Saat aku berkontak dengan Rakan melalui cermin ini. Sepertinya hilang ciri khas kaca yang dapat memantulkan bayangan objek di depan nya. Lantas hanya menampangkan seorang Rakan disana dan ruangan gelap di sisa sisi cermin. Begitu pun sebaliknya, saat Rakan raib dari cermin, aku bisa kembali melihat diriku disana, cermin itu kembali pada ciri khasnya.

"Baiklah-baiklah, sekarang aku akan membalikkan cermin ini, aku ingin berganti pakaian." Aku berdiri, menyimpan piagam di atas nakas dekat dengan cermin.

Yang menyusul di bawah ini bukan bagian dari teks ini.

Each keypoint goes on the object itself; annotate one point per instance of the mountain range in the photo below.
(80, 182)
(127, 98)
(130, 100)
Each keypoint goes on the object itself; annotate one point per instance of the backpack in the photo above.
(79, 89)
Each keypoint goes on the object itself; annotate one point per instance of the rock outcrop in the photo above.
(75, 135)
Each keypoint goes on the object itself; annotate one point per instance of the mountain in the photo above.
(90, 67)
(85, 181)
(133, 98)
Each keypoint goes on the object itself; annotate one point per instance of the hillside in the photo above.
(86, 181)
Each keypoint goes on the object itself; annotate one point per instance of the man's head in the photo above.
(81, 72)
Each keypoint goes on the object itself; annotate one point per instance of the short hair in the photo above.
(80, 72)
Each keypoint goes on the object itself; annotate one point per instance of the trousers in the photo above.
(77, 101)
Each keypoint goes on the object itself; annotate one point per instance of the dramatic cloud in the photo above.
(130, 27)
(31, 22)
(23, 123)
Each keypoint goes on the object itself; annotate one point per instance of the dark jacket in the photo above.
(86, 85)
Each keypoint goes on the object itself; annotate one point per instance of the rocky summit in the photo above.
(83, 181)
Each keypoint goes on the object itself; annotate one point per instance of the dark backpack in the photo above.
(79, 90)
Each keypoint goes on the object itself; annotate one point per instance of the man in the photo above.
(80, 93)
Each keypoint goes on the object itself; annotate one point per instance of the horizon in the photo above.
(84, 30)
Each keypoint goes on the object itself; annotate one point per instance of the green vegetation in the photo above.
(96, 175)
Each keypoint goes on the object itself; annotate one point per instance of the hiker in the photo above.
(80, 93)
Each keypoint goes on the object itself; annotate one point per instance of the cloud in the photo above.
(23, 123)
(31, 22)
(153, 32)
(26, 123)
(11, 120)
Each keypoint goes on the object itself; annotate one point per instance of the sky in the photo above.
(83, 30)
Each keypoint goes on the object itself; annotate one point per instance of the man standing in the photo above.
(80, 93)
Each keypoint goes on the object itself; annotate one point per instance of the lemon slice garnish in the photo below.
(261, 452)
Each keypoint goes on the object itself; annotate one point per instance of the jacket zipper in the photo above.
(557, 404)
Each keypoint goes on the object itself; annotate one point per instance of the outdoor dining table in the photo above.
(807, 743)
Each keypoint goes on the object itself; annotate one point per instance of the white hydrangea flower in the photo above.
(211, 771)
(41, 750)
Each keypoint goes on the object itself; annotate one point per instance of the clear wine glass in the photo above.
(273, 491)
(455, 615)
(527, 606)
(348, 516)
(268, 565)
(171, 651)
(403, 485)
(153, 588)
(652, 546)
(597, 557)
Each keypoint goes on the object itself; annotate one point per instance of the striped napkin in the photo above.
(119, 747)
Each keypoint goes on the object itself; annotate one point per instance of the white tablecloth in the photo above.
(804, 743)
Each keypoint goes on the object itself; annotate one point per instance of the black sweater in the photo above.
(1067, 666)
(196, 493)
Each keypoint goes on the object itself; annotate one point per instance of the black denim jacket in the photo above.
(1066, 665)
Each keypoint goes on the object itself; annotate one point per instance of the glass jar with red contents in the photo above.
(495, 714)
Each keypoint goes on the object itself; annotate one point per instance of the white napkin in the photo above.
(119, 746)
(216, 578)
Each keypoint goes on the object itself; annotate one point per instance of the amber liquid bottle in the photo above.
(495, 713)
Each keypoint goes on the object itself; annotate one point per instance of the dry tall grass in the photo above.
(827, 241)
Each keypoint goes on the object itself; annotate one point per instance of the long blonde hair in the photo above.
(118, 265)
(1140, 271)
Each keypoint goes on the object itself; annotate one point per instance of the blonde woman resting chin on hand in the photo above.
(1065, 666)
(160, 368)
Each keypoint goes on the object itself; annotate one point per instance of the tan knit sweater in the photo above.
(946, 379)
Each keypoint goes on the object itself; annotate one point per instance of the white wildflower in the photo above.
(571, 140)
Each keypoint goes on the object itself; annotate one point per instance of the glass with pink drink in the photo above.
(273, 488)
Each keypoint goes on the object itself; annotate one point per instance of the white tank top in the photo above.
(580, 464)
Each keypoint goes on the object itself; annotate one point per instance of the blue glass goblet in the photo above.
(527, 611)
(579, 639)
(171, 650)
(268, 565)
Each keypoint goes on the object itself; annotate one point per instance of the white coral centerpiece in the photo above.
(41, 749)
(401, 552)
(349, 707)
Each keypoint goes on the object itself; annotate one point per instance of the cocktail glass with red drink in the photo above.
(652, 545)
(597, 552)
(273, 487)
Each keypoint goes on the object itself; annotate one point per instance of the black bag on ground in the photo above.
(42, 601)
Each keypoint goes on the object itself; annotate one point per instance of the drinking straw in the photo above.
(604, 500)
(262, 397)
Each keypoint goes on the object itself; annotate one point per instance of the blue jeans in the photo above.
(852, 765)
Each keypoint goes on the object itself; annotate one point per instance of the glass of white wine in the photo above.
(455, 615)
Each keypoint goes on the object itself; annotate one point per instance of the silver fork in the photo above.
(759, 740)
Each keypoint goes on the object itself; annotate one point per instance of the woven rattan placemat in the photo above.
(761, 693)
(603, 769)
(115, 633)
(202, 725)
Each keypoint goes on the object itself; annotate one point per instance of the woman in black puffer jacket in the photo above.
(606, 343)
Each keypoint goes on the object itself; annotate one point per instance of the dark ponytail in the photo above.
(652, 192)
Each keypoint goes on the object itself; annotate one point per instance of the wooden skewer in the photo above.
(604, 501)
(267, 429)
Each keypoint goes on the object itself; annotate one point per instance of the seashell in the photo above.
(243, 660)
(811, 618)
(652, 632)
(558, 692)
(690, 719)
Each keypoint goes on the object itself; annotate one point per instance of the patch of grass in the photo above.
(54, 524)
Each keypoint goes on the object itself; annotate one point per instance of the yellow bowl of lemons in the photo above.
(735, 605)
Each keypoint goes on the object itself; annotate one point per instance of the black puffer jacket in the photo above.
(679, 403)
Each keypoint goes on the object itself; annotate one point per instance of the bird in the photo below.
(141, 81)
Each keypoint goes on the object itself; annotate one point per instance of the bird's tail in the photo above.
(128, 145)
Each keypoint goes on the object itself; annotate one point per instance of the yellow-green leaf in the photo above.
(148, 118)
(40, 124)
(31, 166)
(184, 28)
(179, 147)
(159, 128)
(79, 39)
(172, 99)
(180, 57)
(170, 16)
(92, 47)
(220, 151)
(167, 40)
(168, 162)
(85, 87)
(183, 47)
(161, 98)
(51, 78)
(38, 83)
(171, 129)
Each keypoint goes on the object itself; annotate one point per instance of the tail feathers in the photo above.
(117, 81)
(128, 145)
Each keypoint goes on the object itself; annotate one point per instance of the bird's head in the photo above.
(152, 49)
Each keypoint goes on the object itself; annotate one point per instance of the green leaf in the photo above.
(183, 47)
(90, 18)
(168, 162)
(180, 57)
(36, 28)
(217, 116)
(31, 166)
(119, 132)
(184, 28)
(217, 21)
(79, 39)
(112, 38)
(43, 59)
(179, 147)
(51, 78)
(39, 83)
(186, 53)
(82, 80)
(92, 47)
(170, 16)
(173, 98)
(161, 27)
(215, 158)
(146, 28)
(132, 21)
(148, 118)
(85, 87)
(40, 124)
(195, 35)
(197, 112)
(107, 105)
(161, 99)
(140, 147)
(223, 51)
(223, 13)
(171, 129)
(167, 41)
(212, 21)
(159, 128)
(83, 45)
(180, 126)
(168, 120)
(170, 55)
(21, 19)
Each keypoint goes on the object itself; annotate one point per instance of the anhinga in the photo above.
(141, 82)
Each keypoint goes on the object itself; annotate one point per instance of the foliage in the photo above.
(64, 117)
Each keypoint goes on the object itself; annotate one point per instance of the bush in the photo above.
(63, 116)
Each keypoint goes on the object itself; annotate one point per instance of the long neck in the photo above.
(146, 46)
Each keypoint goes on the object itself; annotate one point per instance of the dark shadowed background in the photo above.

"Lagipula aku tidak berniat melihat mu dengan keadaan seperti itu," balas Rakan, mungkin sedikit tersinggung.

"Tidak ada salahnya mencegah bukan?" Aku terkekeh.

●●●

Satu jam lagi senja akan menghampiri, menyapa dataran dengan cahaya indahnya. Papa mengajak aku juga mama pergi ke taman. Sudah lama kami tidak menghabiskan waktu di luar rumah, jadi tidak ada salahnya menolak ajakan papa.

Mobil tua nya berhenti di lapangan rumput yang luas. Aku terkesiap takjub saat turun dari mobil dan menatap seluruh penjuru. Lama sekali aku tidak kemari, terakhir saat Rakan mengajak untuk membeli es cream.

Mama menggelar tikar, tidak terlalu besar namun cukup untuk tiga orang. Mama duduk menyusul juga papa, hanya aku yang masih berdiri di salah satu sisi tikar.

"Ma, pa, aku pergi kesana sebentar, ya?"

"Yaudah, jangan lama-lama." Aku menggguk segera berlari.

Banyak orang dengan berbagai umur disini, anak-anak bermain bola kaki ada juga yang bermain layangan. Beberapa sekelompok remaja sedang bersantai dengan lembaran kertas, sepertinya sedang kerja kelompok.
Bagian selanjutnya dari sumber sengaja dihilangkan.